Sunday, August 05, 2007

Gulf Shores - Resort Rentals Robust

Published by the Mobile Press Register
Resort rentals robust
Sunday, August 05, 2007
By KATHY JUMPERReal Estate Editor

Today, Marie Curren is likely operating the elevators at the 72-unit Phoenix IV condominium in Gulf Shores.
Her real job is marketing manager for Brett-Robinson, but this is one of the busiest check-in days for the real estate company's 1,943 rental units. There are 1,000 families arriving at the firm's 16 condo complexes to spend the last week at the beach before schools start.
"What's interesting is that we have 890 back-to-backs," she said. That means a total of 890 units will have guests checking out at 11 a.m., and guests arriving to stay in those units at 3 p.m.
To keep the cleaning crews on schedule and sane, and make sure guests are happy, all of Brett-Robinson's managers are pitching in to make the day go smoothly.
"We have a 97 percent occupancy, and that's about as good as you can get," Curren said.
Though condo sales have been slow, the resort rental market has seen occupancy rates in the high 90s this summer, according to rental managers.
Taxable lodging rentals reached $57.1 million for spring 2007, a $1.3 million increase over 2004's $55.8 million during the same months, according to the Alabama Gulf Coast Convention and Visitors Bureau's June report. The taxable lodging rentals in June were 30 percent higher than in the same month last year, and up 24 percent over June 2004, which was a record-setting year, said Herb Malone, president of the Gulf Coast CVB.
"That gives you an idea of what kind of summer we're having," he said. "We expect the July numbers to be even better. People are coming down in droves."
"If you can't sell it, rent it" has been a mantra for owners and Realtors since Hurricane Katrina hit two years ago. The for-sale condo inventory has averaged 3,000 units for more than a year.
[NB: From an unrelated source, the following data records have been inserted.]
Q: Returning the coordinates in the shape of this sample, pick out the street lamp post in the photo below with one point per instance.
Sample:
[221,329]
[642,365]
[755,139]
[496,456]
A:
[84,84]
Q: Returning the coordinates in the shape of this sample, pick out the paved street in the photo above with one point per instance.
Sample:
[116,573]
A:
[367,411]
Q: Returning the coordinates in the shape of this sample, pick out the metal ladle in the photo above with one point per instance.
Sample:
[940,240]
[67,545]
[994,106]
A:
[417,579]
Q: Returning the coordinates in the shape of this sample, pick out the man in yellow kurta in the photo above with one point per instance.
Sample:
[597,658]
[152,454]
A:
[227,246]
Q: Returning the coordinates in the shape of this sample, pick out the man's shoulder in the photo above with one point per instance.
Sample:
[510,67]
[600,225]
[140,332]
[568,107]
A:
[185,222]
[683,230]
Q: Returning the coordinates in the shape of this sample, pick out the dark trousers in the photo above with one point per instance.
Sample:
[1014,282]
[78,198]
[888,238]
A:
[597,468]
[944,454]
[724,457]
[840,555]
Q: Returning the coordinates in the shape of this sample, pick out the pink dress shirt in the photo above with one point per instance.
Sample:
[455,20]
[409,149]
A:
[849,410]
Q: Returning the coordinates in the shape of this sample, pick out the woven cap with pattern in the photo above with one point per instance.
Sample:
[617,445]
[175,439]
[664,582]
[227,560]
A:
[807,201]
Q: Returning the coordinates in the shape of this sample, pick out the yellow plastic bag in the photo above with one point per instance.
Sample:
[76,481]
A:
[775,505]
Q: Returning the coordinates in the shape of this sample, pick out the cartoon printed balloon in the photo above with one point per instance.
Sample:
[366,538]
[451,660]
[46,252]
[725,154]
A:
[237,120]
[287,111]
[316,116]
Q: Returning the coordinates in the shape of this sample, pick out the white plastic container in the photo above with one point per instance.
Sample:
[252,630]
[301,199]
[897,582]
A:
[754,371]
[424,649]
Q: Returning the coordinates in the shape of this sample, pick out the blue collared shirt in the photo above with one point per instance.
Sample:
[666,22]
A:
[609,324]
While renting won't pay the mortgage, it will offset some costs, agents say.
"People ask us about rental histories all the time, and we tell them the past is a good indicator of the future," said Buzz Farias of the Pro Team at REMAX of Gulf Shores. "But nobody has a guarantee."
How much rental income a condo unit will generate depends on several factors. The first two are location -- or is the unit directly on the beach -- and how much it costs to rent for a week.
"Renters want as many bells and whistles they can get for as cheap as they can get it," Farias said.
The rental income projections are based on how much the unit costs, as well as the fees such as telephone, association dues, property taxes, content
insurance and management fees, he said.
Meyer Real Estate's sales team is "very conservative" with its rental income projections, according to Sarah Kuzma of Meyer in Gulf Shores, which manages more than 2,000 condos and some 300 beach houses on the Alabama coast and Perdido Key, Fla.
The rental estimates are based on 10 weeks of revenue in the summer, three weeks in the spring, two weeks in the fall and a month or more in the winter or snowbird season, according to Kuzma. The rental rates depend on the season, with peak summer time commanding the highest rates, agents say.
For example, a two-bedroom, two-bath Gulf-front unit at Island Royale in Gulf Shores rents for $1,590 a week during the summer, according to Meyer. The unit would bring in $25,160 a year in rental revenues as a conservative estimate, according to Kuzma.
Across the street from the beach, at the newly opened Crystal Tower, a two-bedroom, two-bath unit rents for $1,380 a week in the summer. The yearly rental revenues would be about $19,406, according to Kuzma. The new condo tower has an air conditioned walkway to the beach and a pool and gazebo on the sand.
Brett-Robinson's rental staff, like many of the large firms at the beach, work on a commission basis, according to Curren. "Our pledge is that we will generate you as much income as we can."
Rental activity will drop off in August and pick back up for the Labor Day weekend, which ends this year on Sept. 3, according to Curren. Still, the Thunder on the Gulf boat race Aug. 18 and 19 has most of the rooms along the race course booked, she said. The National Shrimp Festival in Gulf Shores in October will bring crowds to the Gulf, followed by the arrival of the snowbirds in January and February.
The snowbird season could drop from three-month stays to one month in the near future, Kuzma said. "The generation that will replace current travelers will not stay put for three months at a time," she said. "We think it will be one month, if there are a lot of activities."
There are 1,636 hotel rooms and 13,169 condo units available for lease in Gulf Shores, Fort Morgan and Orange Beach, according to the CVB. Another 147 hotel rooms and 398 condo units are expected to come on line by the end of the year, Malone said.